Rabu, 14 Februari 2018

Potensi Pasar Wisata Dari ITTF 2018 Filipina


Filipina (IndonesiaMandiri) -Kabar baik datang dari International Travel and Trade Expo (ITTE) 2018 di Filipina. Pameran terbesar di negara tetangga itu memastikan bahwa akan ada penambahan penerbangan langsung dari Manila ke Bali, Pulang-Pergi (PP) di Februari 2018.

Hal tersebut diungkapkan oleh Counselor Kedutaan Besar Republik Indonesia (KBRI) di Filipina, Hidayat Zakaria. Kata Hidayat, pihaknya sudah melakukan pertemuan dengan Air Asia Filipina yang akan melakukan penerbangan ke Bali dari Manila dalam waktu dekat ini.

"Bahkan promosinya juga akan bersinergi dengan KBRI dan Kemenpar. Kami sudah bertemu dengan pihak Air Asia Filipina, dan mereka positif akan terbang ke Bali di bulan Februari atau Maret 2018 ini," ujar Hidayat saat ditemui di Booth Kemenpar di ITTE (10/2).

Seperti diketahui, Kementerian Pariwisata (Kemenpar) di bawah koordinasi Asisten Deputi Regional III Deputi Pemasaran Pariwisata I Kemenpar sedang mengikuti pameran ITTE yang bersifat B to B (buyers to buyers). Event tersebut digelar sejak 9 hingga 11 Februari 2017 di SMX Convention Center, Filipina.
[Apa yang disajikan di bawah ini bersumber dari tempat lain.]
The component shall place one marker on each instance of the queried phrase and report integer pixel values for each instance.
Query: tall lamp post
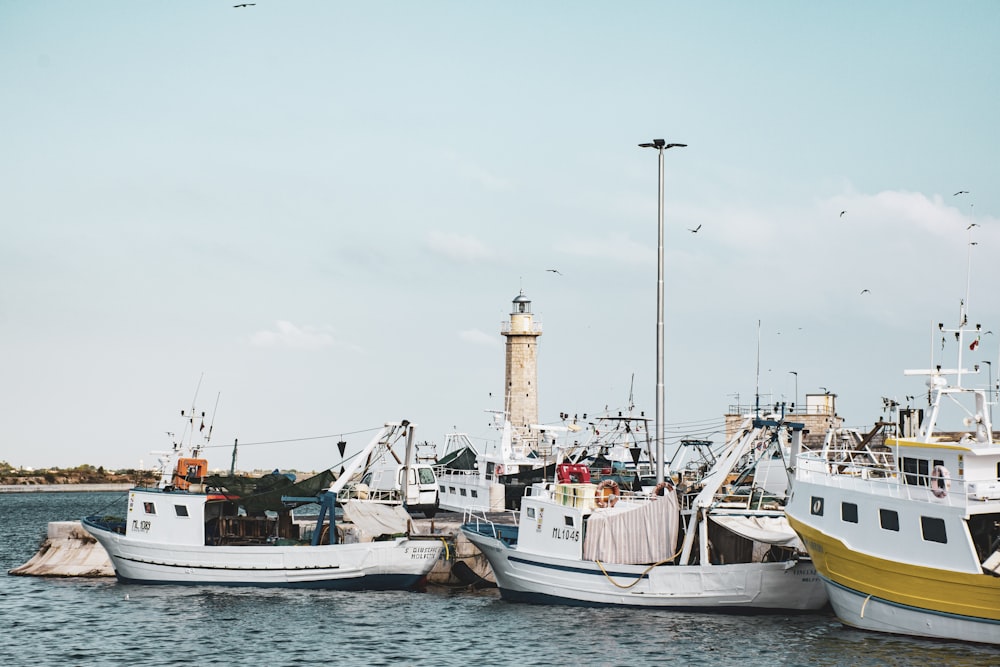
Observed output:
(660, 145)
(989, 379)
(795, 373)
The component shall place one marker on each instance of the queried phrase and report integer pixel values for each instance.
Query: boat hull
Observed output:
(747, 587)
(392, 564)
(877, 594)
(867, 612)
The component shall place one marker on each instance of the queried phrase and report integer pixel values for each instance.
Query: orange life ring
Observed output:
(940, 481)
(607, 493)
(661, 489)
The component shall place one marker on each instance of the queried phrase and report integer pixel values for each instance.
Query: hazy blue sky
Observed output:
(326, 208)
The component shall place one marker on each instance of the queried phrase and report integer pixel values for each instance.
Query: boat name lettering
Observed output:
(566, 534)
(423, 553)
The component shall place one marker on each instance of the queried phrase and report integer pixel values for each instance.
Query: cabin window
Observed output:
(889, 519)
(915, 471)
(933, 529)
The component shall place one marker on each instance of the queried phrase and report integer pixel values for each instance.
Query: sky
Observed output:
(307, 219)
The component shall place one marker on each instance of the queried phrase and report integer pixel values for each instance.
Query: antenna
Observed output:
(757, 387)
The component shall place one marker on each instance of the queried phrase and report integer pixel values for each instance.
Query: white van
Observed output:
(421, 491)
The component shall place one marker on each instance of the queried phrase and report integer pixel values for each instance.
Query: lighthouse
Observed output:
(521, 377)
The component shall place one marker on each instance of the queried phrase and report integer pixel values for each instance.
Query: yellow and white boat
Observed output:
(903, 524)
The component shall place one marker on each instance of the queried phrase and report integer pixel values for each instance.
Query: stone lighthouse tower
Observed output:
(521, 386)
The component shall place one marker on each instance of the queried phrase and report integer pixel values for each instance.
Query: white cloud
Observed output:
(289, 335)
(478, 174)
(617, 247)
(457, 247)
(478, 337)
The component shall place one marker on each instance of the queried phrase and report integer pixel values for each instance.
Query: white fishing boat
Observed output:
(492, 477)
(904, 523)
(195, 529)
(726, 547)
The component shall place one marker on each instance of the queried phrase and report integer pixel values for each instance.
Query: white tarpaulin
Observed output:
(767, 529)
(374, 519)
(644, 533)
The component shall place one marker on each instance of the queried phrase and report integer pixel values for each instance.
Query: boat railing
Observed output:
(876, 472)
(753, 498)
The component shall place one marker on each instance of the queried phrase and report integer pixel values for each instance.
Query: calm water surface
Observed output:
(90, 622)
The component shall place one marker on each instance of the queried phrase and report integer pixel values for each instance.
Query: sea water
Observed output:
(101, 622)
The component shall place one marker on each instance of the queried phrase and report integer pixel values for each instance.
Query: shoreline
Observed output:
(54, 488)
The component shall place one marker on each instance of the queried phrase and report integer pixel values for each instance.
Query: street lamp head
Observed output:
(661, 144)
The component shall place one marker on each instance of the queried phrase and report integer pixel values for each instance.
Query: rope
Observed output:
(641, 575)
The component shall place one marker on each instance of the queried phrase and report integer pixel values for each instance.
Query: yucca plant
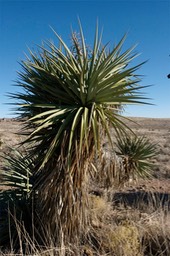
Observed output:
(15, 198)
(70, 100)
(137, 153)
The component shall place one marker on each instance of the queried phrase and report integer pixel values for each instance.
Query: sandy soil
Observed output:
(157, 130)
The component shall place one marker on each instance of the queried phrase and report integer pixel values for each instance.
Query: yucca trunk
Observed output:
(64, 201)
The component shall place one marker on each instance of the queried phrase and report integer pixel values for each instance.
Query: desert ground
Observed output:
(124, 212)
(157, 130)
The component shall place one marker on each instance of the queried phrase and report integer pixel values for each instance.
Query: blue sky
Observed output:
(27, 23)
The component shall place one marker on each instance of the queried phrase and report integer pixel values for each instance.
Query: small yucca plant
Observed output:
(70, 100)
(15, 198)
(136, 153)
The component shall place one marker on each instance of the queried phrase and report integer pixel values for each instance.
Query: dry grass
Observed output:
(132, 220)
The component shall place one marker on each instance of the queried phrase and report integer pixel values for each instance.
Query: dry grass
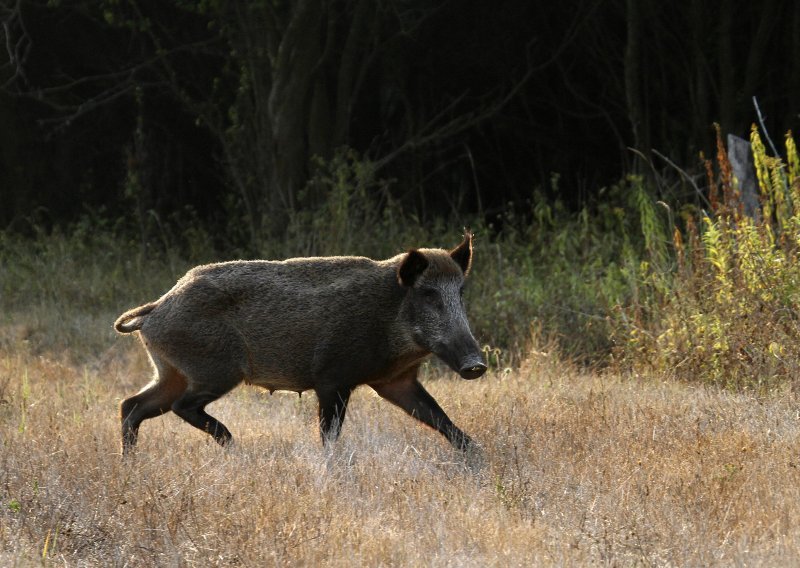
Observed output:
(576, 469)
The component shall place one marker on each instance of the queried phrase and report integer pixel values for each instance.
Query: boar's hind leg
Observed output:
(155, 399)
(332, 408)
(191, 407)
(408, 394)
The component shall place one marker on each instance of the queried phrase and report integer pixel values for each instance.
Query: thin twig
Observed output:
(764, 128)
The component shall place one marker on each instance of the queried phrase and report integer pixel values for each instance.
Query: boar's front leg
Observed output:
(332, 408)
(409, 394)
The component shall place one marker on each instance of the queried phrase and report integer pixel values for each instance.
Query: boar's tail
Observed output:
(132, 320)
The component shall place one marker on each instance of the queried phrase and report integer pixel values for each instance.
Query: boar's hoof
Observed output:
(472, 371)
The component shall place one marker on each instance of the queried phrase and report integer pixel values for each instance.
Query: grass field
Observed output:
(576, 468)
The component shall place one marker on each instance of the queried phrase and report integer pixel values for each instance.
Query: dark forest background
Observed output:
(223, 111)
Hidayat memaparkan, itu artinya sudah ada beberapa maskapai yang langsung ke tanah air dari Filipina yakni Air Asia (Manila-Jakarta PP), Philipines Airlines (Manila-Jakarta PP) dan Air Asia Manila-Bali (PP). "Kami bersyukur karena ini membuat negara kita semakin terbuka," kata Hidayat yang juga tersanjung dengan ramainya Booth Indonesia di ITTE.

Deputi Pemasaran Pariwisata I Kemenpar, I Gde Pitana mengaku gembira dengan kabar tersebut. Kata Pitana, ini akan mempermudah akses untuk wisatawan mancanegara khususnya Filipina ke tanah air. Kemenpar juga baru saja menggelar Road Show ke Air Asia. Air Asia di Indonesia adalah maskapai Low Cost Carrier (LCC) yang menyumbang wisman terbanyak di Indonesia.
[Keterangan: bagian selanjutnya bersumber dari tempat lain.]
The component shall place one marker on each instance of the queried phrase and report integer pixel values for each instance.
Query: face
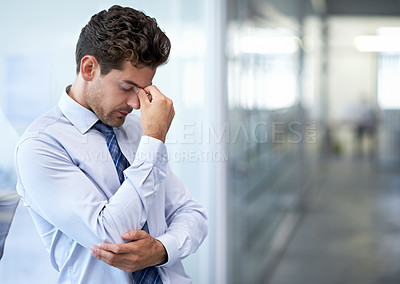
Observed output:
(113, 96)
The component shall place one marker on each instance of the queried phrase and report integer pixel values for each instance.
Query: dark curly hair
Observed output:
(122, 34)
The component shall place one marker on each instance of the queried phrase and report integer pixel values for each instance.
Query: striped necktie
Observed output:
(148, 274)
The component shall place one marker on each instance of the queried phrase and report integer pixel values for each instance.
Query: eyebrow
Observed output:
(136, 85)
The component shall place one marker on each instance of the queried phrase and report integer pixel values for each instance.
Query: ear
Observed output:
(89, 67)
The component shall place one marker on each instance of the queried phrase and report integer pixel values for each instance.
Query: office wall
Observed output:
(353, 75)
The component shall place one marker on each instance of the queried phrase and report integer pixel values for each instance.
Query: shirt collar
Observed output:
(82, 118)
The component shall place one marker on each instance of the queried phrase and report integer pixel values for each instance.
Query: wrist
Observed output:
(162, 253)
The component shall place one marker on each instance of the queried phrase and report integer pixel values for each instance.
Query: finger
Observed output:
(134, 235)
(154, 92)
(114, 248)
(142, 95)
(102, 255)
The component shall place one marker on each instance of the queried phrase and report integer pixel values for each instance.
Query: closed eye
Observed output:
(133, 89)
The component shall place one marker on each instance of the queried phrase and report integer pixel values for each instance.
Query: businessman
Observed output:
(95, 179)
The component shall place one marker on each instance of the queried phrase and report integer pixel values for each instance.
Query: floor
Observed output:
(351, 232)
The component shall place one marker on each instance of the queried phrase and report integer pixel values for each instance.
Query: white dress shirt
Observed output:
(68, 182)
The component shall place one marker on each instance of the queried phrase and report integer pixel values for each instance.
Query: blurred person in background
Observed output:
(8, 197)
(96, 180)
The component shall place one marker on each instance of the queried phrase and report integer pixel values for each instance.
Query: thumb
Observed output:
(143, 97)
(134, 235)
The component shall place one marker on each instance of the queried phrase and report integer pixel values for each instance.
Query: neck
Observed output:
(78, 92)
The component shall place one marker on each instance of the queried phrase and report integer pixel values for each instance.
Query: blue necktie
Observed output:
(148, 274)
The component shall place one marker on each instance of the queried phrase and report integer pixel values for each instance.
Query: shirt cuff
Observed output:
(171, 246)
(154, 151)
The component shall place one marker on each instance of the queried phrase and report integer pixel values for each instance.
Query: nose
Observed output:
(133, 101)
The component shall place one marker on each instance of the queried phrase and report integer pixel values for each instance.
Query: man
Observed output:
(71, 164)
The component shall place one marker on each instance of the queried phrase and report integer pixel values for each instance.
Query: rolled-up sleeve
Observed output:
(186, 221)
(57, 189)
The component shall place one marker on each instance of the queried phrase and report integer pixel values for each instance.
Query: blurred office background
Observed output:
(287, 129)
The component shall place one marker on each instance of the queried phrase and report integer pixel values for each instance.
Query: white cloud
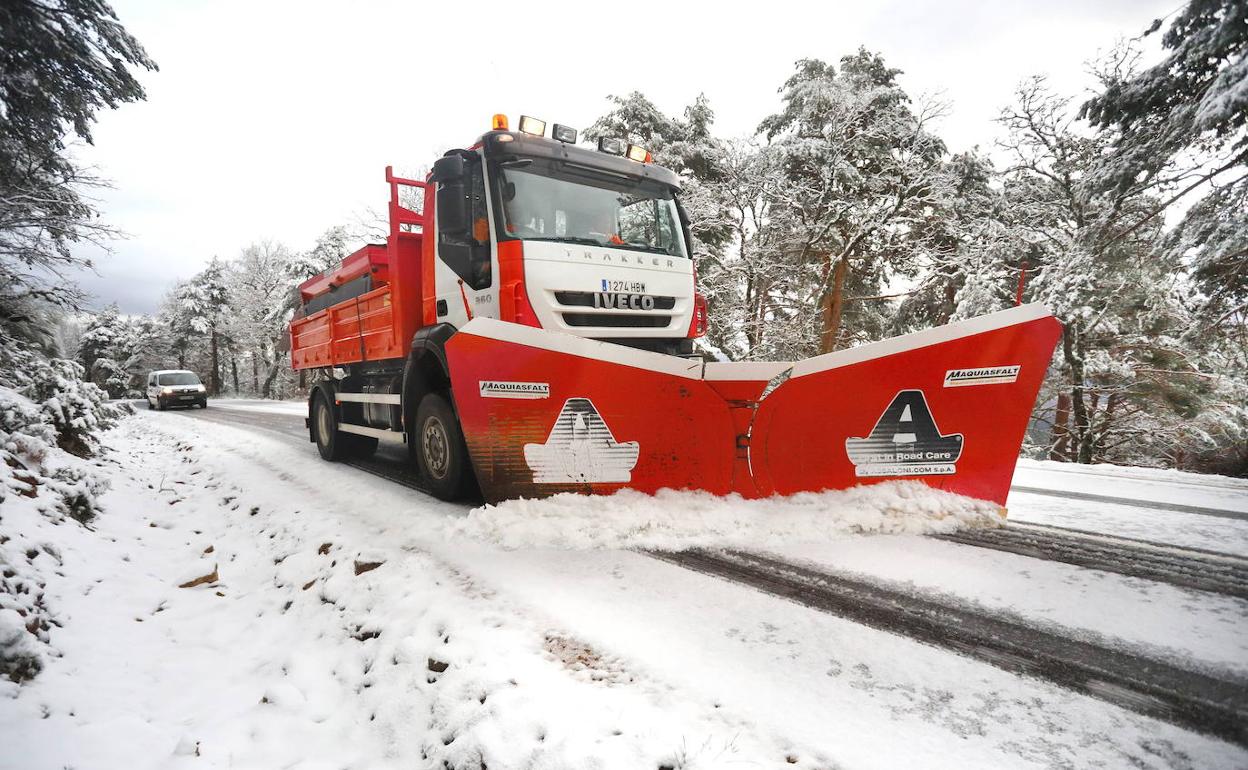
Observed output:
(276, 119)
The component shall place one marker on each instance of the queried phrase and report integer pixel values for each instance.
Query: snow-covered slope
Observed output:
(353, 623)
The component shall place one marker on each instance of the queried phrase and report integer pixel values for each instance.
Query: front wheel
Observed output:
(441, 452)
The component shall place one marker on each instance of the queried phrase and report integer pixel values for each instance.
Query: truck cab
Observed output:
(548, 233)
(521, 229)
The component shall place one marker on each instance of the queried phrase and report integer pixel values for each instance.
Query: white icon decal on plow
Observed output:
(580, 449)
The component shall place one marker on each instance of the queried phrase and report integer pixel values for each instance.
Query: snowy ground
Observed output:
(523, 635)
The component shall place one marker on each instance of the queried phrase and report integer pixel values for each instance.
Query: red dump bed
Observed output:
(380, 322)
(371, 260)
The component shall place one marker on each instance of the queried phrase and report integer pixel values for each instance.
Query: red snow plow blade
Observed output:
(546, 412)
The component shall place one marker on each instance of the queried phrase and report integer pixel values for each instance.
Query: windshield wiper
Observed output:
(569, 240)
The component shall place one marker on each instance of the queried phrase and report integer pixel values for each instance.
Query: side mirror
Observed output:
(448, 169)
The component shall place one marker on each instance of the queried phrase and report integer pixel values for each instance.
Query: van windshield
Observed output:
(547, 201)
(177, 378)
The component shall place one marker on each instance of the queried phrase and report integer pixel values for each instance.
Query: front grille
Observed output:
(587, 300)
(617, 320)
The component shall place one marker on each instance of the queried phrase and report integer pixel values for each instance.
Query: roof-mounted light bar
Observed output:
(612, 146)
(533, 126)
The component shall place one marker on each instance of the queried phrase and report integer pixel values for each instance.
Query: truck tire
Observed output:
(325, 429)
(441, 452)
(332, 443)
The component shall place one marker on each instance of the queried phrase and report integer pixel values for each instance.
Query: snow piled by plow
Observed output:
(674, 521)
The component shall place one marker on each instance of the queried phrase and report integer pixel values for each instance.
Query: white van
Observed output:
(175, 388)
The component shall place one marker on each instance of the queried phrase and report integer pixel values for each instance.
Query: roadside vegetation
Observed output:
(848, 219)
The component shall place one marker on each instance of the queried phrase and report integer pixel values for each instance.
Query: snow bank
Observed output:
(222, 615)
(673, 521)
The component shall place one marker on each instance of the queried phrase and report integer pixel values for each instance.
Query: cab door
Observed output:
(466, 272)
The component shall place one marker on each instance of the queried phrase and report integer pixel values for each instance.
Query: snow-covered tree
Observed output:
(861, 167)
(204, 306)
(260, 286)
(60, 61)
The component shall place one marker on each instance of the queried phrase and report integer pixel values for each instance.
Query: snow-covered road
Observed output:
(567, 653)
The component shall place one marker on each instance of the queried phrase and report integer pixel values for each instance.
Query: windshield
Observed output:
(542, 201)
(177, 378)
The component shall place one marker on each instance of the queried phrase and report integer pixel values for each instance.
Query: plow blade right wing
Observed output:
(949, 406)
(544, 412)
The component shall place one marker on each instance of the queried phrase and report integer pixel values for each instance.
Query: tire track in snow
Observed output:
(1187, 568)
(1132, 502)
(1150, 687)
(1146, 685)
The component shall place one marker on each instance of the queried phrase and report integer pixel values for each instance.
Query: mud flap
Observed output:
(544, 412)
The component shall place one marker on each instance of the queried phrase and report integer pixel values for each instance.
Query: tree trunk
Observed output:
(833, 305)
(271, 376)
(1061, 447)
(216, 365)
(1072, 350)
Sementara itu, Tour Travel Nexplore asal Filipina, Elia Nora mengaku juga gembira dengan kabar tersebut. Itu artinya, akan semakin banyak pilihan untuk wisatawan asal Filipina dalam memilih tujuan ataupun maskapai yang akan membawa ke Indonesia. "Ini membuat kami semakin semangat mempromosikan Indonesia," kat Elia.

Menteri Pariwisata Arief Yahya mengatakan, dukungan sangat diperlukan dari maskapai manapun guna memenuhi slot 25.5 juta kursi flight internasional. “Arus masuk wisatawan mancanegara didominasi melalui udara. Total kebutuhan tahun ini ada 25.5 juta seats. Dari jumlah itu masih kurang 1,1 juta seats. Rencananya, penambahan terbesar 600 ribu seats itu untuk Bali. Jakarta 400 ribu seats, lalu sisanya melalui bandara lainnya. Untuk itu, kami meminta semua maskapai untuk ikut membantu menyediakan kursi baru,” ungkapnya (fm).